Talking to your teen about the risks of reckless driving in the summer is the first step to preventing accidents. By sharing statistics and these safe driving tips, you can be the first line of defense in protecting your teen on the road:

  • Drive Sober: No amount of safety measures will keep your teen safe in the car if they are driving under the influence. Educate your teen about the dangers of drinking or using drugs before driving. Talk about how these substances affect their body and judgment. Discourage underage substance use, but create a safety plan 'just in case' to ensure they have a safe ride.
  • Reduce Distractions: Whether it's friends, music, or cellphones, distractions can be deadly. Review the most common distractions with your teen and how they can avoid them to stay alert. Parents can also download apps to reduce their teens ability to use cellphones while driving to prevent temptation.
  • Buckle Up: Make sure your teen knows how to safely use the seatbelt in the vehicle they will be driving. Review the dangers of not buckling up in the car as a driver and a passenger.
  • Make Adjustments: Don't assume your teen knows how to adjust the mirrors for optimal protection.
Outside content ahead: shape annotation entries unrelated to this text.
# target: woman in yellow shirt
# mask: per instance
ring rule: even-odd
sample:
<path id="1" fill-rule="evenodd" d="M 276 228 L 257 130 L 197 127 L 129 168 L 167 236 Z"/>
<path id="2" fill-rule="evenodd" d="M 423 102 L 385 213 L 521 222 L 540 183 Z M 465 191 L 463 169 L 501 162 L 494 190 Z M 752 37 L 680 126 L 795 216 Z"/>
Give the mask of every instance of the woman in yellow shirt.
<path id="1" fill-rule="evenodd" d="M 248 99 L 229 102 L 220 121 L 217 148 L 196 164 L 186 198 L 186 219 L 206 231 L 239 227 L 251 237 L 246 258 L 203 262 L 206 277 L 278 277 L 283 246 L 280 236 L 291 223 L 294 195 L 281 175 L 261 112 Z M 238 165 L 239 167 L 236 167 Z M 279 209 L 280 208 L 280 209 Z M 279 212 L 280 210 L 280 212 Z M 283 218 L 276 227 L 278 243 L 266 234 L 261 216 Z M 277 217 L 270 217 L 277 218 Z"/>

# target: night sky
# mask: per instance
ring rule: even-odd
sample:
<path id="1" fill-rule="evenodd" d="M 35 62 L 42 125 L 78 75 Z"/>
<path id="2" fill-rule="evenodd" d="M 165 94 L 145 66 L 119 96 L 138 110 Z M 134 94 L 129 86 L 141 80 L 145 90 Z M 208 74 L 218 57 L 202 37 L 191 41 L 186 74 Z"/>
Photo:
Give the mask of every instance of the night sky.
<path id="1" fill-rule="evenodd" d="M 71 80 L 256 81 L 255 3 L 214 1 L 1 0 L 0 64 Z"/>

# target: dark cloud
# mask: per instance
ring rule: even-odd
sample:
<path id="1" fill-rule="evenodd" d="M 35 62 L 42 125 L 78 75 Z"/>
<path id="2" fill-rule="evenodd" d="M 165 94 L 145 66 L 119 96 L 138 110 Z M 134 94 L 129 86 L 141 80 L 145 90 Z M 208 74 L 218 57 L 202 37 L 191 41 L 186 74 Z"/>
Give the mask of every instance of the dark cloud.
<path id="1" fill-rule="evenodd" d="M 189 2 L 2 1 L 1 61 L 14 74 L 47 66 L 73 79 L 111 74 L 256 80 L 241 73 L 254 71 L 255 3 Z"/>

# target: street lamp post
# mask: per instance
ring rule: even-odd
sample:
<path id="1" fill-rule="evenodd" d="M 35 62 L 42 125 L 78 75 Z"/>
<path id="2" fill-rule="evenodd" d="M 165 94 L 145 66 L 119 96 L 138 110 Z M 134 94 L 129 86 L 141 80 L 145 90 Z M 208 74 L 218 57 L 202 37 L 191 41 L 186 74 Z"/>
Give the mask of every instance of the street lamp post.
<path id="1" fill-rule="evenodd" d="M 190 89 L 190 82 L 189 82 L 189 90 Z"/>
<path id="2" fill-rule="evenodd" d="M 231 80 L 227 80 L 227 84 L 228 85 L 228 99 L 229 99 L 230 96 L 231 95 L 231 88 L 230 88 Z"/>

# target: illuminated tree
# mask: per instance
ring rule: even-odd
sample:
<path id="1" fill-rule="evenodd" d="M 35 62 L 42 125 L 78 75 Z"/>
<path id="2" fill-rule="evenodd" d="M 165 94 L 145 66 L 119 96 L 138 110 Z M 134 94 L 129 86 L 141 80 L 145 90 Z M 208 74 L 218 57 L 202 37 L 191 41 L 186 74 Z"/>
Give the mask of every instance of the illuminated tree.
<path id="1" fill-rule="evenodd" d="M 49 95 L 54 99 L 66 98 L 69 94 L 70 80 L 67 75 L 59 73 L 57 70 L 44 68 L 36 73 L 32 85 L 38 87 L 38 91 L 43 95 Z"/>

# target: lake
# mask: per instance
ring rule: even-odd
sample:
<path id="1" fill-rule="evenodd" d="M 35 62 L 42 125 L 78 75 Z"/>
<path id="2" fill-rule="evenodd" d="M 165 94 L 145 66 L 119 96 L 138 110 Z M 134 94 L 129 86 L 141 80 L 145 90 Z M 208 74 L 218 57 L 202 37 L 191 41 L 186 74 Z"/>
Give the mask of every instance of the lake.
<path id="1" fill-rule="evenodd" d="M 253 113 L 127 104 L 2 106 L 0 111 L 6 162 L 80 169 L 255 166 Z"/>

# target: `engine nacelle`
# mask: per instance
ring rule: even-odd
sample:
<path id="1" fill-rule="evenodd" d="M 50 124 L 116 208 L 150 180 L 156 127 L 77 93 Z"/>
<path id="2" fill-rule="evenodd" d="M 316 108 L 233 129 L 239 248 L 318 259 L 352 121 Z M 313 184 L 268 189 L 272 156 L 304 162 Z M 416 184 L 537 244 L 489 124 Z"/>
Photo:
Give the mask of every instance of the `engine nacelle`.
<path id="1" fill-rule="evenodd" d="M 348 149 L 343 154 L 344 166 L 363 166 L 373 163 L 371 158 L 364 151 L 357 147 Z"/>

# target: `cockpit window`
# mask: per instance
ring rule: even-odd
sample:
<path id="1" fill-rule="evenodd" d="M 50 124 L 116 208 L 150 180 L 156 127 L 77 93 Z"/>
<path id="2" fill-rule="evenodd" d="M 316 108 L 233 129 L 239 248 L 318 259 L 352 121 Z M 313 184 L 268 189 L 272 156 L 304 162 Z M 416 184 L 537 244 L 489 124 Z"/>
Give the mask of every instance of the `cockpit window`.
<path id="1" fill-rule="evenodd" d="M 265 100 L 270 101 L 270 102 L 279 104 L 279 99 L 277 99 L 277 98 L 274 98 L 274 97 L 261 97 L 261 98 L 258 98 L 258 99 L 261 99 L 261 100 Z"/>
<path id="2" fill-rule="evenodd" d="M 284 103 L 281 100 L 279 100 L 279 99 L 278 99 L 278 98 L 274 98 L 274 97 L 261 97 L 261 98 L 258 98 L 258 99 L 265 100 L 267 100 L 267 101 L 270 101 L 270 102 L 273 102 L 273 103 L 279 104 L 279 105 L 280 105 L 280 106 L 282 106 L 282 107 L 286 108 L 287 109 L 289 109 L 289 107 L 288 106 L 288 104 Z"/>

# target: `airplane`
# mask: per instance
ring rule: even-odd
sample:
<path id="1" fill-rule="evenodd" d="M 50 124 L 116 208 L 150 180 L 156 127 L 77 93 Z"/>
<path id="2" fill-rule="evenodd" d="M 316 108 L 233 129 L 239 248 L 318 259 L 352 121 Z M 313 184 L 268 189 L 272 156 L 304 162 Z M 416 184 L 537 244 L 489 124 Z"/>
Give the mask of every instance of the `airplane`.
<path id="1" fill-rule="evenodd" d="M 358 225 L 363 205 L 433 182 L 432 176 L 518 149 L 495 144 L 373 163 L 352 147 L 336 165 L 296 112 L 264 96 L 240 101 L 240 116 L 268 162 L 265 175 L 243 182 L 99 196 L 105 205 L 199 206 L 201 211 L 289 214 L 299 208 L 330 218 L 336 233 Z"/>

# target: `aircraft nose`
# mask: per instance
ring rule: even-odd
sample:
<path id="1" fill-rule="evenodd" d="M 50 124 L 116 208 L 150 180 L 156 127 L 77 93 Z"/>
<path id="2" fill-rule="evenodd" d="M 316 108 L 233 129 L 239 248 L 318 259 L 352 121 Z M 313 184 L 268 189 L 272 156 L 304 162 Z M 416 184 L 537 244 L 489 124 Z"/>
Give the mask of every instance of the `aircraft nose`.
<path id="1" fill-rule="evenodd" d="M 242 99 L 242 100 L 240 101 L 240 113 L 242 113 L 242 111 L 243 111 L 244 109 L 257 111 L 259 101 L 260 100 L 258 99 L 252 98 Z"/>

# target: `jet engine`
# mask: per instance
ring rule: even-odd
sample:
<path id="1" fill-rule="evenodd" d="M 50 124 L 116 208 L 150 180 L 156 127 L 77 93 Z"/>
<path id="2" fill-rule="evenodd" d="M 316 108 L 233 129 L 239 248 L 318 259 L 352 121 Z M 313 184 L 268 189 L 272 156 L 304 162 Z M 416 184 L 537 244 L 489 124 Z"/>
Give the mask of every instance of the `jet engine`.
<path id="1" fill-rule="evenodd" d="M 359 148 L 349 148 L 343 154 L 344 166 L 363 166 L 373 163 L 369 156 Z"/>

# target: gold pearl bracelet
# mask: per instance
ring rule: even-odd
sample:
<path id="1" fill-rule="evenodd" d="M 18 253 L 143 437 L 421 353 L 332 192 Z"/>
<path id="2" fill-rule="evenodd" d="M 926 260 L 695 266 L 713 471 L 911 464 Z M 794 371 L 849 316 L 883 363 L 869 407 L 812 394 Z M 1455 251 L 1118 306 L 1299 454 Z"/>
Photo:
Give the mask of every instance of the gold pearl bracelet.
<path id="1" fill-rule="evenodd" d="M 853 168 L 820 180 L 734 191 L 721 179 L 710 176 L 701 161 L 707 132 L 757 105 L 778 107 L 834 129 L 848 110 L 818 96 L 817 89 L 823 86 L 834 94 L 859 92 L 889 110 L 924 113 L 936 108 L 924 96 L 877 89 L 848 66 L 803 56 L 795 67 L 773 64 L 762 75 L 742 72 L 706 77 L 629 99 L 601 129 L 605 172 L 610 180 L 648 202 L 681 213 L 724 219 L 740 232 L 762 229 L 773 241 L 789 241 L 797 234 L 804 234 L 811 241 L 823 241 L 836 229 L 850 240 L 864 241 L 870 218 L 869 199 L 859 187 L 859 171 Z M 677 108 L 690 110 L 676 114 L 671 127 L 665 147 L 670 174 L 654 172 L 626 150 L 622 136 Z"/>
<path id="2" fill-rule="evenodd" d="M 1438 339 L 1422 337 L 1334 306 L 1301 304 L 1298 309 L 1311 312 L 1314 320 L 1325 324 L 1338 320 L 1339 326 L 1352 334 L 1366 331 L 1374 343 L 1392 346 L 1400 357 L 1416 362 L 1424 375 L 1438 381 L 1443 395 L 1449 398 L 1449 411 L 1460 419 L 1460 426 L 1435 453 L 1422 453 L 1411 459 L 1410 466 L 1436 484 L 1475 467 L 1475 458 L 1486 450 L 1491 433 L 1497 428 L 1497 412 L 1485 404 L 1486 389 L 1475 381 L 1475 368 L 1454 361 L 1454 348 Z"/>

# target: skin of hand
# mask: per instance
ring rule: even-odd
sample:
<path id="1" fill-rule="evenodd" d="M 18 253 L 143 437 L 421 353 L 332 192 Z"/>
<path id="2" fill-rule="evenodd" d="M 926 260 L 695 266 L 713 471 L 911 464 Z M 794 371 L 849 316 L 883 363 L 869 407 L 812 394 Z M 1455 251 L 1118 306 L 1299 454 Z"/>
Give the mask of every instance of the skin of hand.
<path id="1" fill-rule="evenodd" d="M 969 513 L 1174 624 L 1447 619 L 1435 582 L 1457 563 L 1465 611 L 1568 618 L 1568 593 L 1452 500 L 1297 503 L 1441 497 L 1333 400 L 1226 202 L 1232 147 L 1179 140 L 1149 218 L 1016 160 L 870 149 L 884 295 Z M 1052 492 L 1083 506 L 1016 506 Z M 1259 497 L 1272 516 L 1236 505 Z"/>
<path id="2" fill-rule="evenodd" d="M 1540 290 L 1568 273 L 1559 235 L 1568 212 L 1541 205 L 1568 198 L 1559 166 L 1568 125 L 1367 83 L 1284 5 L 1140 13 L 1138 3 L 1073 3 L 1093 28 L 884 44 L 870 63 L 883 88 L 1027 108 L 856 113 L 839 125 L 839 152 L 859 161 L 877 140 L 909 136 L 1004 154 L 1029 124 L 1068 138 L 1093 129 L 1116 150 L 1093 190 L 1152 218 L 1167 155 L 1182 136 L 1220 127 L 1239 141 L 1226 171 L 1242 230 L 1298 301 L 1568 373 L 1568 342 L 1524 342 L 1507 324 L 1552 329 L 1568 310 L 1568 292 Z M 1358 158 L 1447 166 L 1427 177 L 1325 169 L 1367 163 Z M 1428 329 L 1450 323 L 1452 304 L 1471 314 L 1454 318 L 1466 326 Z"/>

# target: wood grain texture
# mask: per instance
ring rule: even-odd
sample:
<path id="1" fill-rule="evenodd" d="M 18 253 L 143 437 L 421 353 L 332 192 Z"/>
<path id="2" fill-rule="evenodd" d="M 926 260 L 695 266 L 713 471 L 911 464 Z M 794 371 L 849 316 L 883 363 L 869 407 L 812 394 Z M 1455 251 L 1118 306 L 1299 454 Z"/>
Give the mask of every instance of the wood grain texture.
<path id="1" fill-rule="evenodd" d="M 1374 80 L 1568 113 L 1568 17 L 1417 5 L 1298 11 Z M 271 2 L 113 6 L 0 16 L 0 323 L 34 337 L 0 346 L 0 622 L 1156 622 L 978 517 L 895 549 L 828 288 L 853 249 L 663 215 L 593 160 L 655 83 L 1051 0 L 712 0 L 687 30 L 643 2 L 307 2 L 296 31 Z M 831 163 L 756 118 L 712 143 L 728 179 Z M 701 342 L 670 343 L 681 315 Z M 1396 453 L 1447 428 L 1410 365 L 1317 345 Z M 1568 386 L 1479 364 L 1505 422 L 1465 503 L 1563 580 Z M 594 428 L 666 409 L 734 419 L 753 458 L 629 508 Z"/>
Take the time to help them until you know they get it.
  • Set Car Rules: Set ground rules for your teen when driving your vehicle right off the bat. Establish how many passengers they can have and times of the day they are allowed to drive. In some cases, parents may want to install optimal cabin cameras to let your teen know you will be watching!
  • Be The Driver: Avoid worrying about your teen making smart decisions after summer events and parties where alcohol might be present. Offer to drive and pick up.

Driving Is Not A Right

Driving is a privilege–not a right. If your teen is refusing to practice safe driving habits or needs more practice behind the wheel, take them off the road. Allowing your teen to drive recklessly puts their life and others at risk. Consider enrolling your teen in safe driving courses to increase their skill set on the road. Maryland's Department of Transportation has several safety programs and classes to get you started. Don't take a chance- drive safe this summer!